- Promotional film poster
- Directed by: Ari Palitz
- Written by: Gordon Michaels Randy Noojin
- Produced by: Gordon Michaels
- Starring: Gordon Michaels Nicole DeHuff Dylan McDermott Henry Winkler Gladys Knight Phyllis Diller Charles Durning
- Cinematography: Robert Hayes
- Edited by: Jason Schmid
- Music by: Michael A. Reagan
- Release dates: March 2006 (HBO Festival); June 12, 2009 (United States);
- Running time: 82 minutes
- Countries: US UK
- Language: English

= Unbeatable Harold =

Unbeatable Harold is a 2006 romantic comedy feature film directed by Ari Palitz and starring Gordon Michaels, Nicole DeHuff, Henry Winkler, Gladys Knight, Charles Durning, Taryn Manning, Phyllis Diller, Lourdes Benedicto and Dylan McDermott. It is based on a play by Randy Noojin.
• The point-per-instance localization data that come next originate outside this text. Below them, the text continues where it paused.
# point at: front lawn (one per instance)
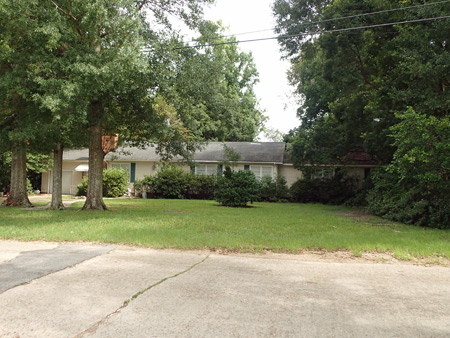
(189, 224)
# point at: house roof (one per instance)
(251, 152)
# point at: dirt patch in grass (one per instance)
(343, 256)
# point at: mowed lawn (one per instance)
(190, 224)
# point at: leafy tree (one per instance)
(236, 188)
(356, 86)
(213, 86)
(353, 82)
(96, 62)
(415, 187)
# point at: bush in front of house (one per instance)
(236, 188)
(330, 190)
(201, 187)
(174, 182)
(115, 183)
(82, 187)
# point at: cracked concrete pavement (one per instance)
(81, 290)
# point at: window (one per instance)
(261, 171)
(124, 166)
(206, 169)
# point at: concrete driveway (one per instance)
(79, 290)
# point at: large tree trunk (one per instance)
(56, 203)
(18, 192)
(94, 198)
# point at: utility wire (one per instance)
(317, 32)
(336, 19)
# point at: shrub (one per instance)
(170, 182)
(115, 183)
(201, 187)
(82, 187)
(274, 189)
(391, 198)
(333, 190)
(236, 188)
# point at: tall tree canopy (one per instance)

An earlier version of the film was originally shown at film festivals in 2006: at the ISIS theater in Aspen in March 2006, at the HBO Comedy Festival and at the Waterfront Film Festival in Saugatuck, Michigan. In 2008, new scenes were filmed and added, and the film was completely re-edited. A new score composed by Mike Reagan was also added. It was released theatrically in June 2009 in North America. It was released on DVD on February 23, 2010.

This film marks Nicole DeHuff's final film appearance, before she died in 2005 from pneumonia. Her husband, Ari Palitz, directed the film.